SELECT MAX(math_avg + reading_avg) 
  FROM high_schools
 WHERE boro = "M";
""")
cursor.fetchall()

[(1414.0,)]

### Group By

* What's the average number of students in each borough

In [11]:
cursor.execute("""
SELECT boro,
       AVG(total_students) 
  FROM high_schools
 GROUP BY boro;
""")
cursor.fetchall()

[('K', 740.2884615384615),
 ('M', 601.9666666666667),
 ('Q', 1135.4615384615386),
 ('R', 1863.2),
 ('X', 523.4827586206897)]

* What's the average difference between graduation_rate and college_career_rate by borough

In [12]:
cursor.execute("""
SELECT boro,
       AVG(graduation_rate - college_career_rate) 
  FROM high_schools
 GROUP BY boro;

""")
cursor.fetchall()

[('K', 0.22480392156862752),
 ('M', 0.17298850574712643),
 ('Q', 0.1706153846153846),
 ('R', 0.23200000000000004),
 ('X', 0.21264367816091953)]

* What's the avg college career rate grouped by math_avg scores (Hint: https://stackoverflow.com/questions/30929526/sqlite-group-by-range-of-1000s)

In [13]:
cursor.execute("""
SELECT ROUND(math_avg / 100, 1) AS math_score,
       AVG(college_career_rate) 
  FROM high_schools
 GROUP BY math_score;
""")
cursor.fetchall()

[(None, 0.6124999999999999),
 (3.1, 0.42),
 (3.2, 0.446),
 (3.3, 0.47),
 (3.4, 0.51),
 (3.5, 0.4930769230769231),
 (3.6, 0.4627777777777778),
 (3.7, 0.46095238095238084),
 (3.8, 0.49268292682926834),
 (3.9, 0.5093939393939395),
 (4.0, 0.5037037037037039),
 (4.1, 0.57875),
 (4.2, 0.6064),
 (4.3, 0.5788888888888889),
 (4.4, 0.5892307692307693),
 (4.5, 0.72),
 (4.6, 0.7385714285714285),
 (4.7, 0.7218181818181819),
 (4.8, 0.7257142857142858),
 (4.9, 0.724),
 (5.0, 0.79),
 (5.1, 0.8400000000000001),
 (5.2, 0.8566666666666666),
 (5.3, 0.79),
 (5.4, 0.865),
 (5.5, 0.8400000000000001),
 (5.6, 0.8366666666666666),
 (5.7, 0.9133333333333334),
 (5.8, 0.86),
 (5.9, 0.885),
 (6.0, 0.98),
 (6.5, 0.9966666666666667),
 (6.6, 0.9299999999999999),
 (6.8, 0.88),
 (6.9, 0.98),
 (7.3, 0.98)]

### HAVING
One important thing to note is that once we use the GROUP BY clause, we can no longer use the WHERE clause for aggregate functions. For example lets say we wanted to know the average number of students in each boro, but we only wanted the results for boros with an average of more than 1000. Here we would use the HAVING clause. See the example below and then use the HAVING clause to find the solution for the the next question.

In [14]:
cursor.execute("""
SELECT boro,
       AVG(total_students) 
  FROM high_schools
 GROUP BY boro
HAVING AVG(total_students) > 1000;
""")
cursor.fetchall()

[('Q', 1135.4615384615386), ('R', 1863.2)]

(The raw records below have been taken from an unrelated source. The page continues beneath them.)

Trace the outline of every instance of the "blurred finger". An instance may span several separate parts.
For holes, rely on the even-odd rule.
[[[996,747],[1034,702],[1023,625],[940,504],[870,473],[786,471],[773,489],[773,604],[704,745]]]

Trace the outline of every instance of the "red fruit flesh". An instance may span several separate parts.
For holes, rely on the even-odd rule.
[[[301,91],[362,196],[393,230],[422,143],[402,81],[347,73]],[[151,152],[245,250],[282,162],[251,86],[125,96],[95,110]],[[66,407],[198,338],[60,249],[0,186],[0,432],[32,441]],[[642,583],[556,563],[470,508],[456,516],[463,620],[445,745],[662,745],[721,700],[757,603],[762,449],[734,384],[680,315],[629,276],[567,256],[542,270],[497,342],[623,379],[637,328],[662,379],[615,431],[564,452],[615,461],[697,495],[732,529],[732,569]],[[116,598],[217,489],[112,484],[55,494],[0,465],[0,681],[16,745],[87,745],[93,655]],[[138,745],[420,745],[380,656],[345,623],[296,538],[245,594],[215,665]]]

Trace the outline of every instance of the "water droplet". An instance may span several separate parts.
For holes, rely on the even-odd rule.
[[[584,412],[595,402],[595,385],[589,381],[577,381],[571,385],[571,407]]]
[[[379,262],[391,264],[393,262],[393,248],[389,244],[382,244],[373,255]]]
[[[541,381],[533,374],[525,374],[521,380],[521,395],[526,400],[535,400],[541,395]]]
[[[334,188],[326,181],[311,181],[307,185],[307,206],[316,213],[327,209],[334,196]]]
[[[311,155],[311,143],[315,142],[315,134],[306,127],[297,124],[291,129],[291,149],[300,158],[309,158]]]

What is the average college career rate for each boro, selecting only boros with an average college career rate less than .6?

In [15]:
cursor.execute("""
SELECT boro,
       AVG(college_career_rate) 
  FROM high_schools
 GROUP BY boro
HAVING AVG(college_career_rate) < 0.6;

""")
cursor.fetchall()

[('K', 0.5471568627450981), ('X', 0.5295402298850576)]

### Conclusion
In this lab, we performed aggregate functions on our data. This allows us to perform mathematical operations on a set of values in our database. We also used the GROUP BY clause, which gave us the ability to perform the aggregate functions on different subsets of the data at once.